Book Review: Big Magic
(Cross-posted from Goodreads with slight formatting/wording differences)
Despite a lot of padding and a supernaturalist and religious perspective I don't share, this book has a lot of useful stories.
When I say padding: It repeats itself a decent amount. It feels like it could have been compressed to 100 or 150 pages with more ruthless editing, if not fewer pages. However, I did find, inside the repetition, a there there.
Liz Gilbert describes inspiration as a supernatural, divine force. She notes at one point that she was anxious of expressing this idea, that people would find it silly. I don't buy into it, but taken as a metaphor, I like it as a workable analogy with fun imagery.
Gilbert makes a few references to 'God' and the divine which I found slightly annoying. However, I found the book worked well enough without sharing her religious perspective.
The stories are to me the most valuable part. This book has lots of stories. I suspect this book is at its most useful as a grab-bag of stories to pull out at appropriate times. It's the stories that I take away from this first reading.
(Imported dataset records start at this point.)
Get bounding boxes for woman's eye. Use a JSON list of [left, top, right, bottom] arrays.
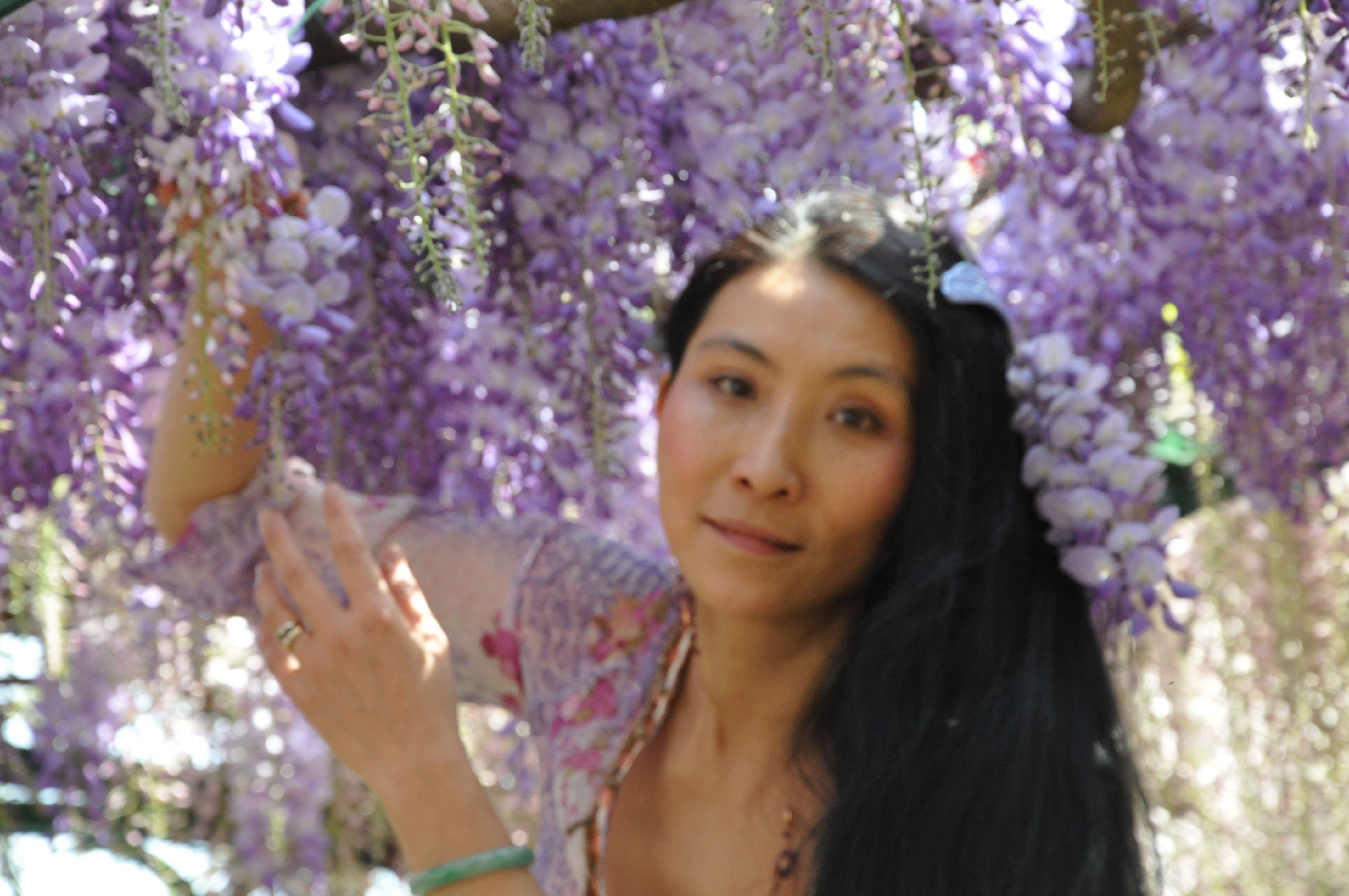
[[835, 407, 881, 432], [711, 377, 754, 398]]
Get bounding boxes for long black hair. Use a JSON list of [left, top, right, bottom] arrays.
[[662, 186, 1145, 896]]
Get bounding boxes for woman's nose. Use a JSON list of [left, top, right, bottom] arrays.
[[732, 414, 804, 501]]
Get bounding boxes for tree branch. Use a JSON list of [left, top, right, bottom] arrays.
[[482, 0, 685, 43], [1068, 0, 1212, 134]]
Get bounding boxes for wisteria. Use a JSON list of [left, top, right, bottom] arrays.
[[1008, 333, 1198, 634], [8, 0, 1349, 893]]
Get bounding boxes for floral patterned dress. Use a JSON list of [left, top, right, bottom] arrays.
[[137, 457, 693, 896]]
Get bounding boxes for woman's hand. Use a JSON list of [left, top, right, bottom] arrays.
[[254, 483, 467, 792]]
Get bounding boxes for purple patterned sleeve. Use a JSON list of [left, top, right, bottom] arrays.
[[506, 519, 677, 730]]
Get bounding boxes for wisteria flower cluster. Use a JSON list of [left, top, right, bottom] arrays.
[[0, 0, 151, 537], [139, 0, 310, 443], [337, 0, 507, 308], [1008, 333, 1198, 634]]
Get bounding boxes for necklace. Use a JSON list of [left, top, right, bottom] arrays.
[[772, 806, 801, 893], [685, 599, 801, 896]]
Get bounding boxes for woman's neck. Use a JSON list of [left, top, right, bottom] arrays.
[[672, 599, 848, 799]]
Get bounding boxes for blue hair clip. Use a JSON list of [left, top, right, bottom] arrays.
[[942, 262, 1012, 328]]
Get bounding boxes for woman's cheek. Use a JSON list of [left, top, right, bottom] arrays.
[[834, 443, 913, 542], [656, 389, 708, 538]]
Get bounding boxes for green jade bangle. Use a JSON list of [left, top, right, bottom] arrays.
[[407, 846, 534, 896]]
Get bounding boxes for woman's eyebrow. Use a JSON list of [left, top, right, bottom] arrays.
[[695, 336, 913, 393], [695, 336, 777, 367]]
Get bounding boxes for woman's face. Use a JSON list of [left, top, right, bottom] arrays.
[[656, 259, 917, 618]]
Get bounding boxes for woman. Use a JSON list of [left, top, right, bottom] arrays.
[[139, 189, 1144, 896]]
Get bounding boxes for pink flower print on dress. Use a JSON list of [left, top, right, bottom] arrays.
[[549, 679, 618, 737], [587, 588, 669, 663], [563, 746, 604, 772], [482, 611, 525, 691]]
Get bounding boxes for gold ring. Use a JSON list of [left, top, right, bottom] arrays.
[[277, 619, 305, 650]]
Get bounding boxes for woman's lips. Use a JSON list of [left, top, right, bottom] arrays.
[[704, 519, 801, 555]]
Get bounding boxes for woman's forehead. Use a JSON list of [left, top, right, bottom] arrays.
[[689, 259, 913, 375]]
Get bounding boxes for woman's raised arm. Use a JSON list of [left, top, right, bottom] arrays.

For example, Liz tells a story about the first time she got published with the short story "Pilgrim." She got the story accepted in a magazine, but later there was an 'emergency' and she was asked to either cut 30% of her story's pages for them to publish it that issue, or else gamble on the same editor still being around for the next issue of that magazine. She'd already edited it down as much as she thought she could—every word counted. Reading this account in Big Magic, I thought I probably would have gambled on the next issue. It's less work and preserves the integrity of the story and if it can't work here then maybe it can work somewhere else. But I was surprised: Liz decided to do the cuts, and came out the other side liking the shorter new story that came out of that—even while acknowledging it's a different story. It shows that one can do this kind of cutting and end up with art that's still worthwhile, that one can cut on the altar of publication (first publication) and end up with a functional, if altered, story. It showed me that one doesn't have to be so precious about the integrity of the Original Story.
Liz includes a bunch of stories like this one. There's one about a painter who came to a medieval theme party dressed as a lobster, a story about dance in Bali, and of course the elk story. Each one encapsulates in a memorable episode some similarly useful idea or perspective to try on.
I am glad this book exists. I don't buy into every word, but I'm glad Liz Gilbert expressed it in the way she did anyway. I find the stories excellent. They're fun, but they're more than fun. The stories are useful.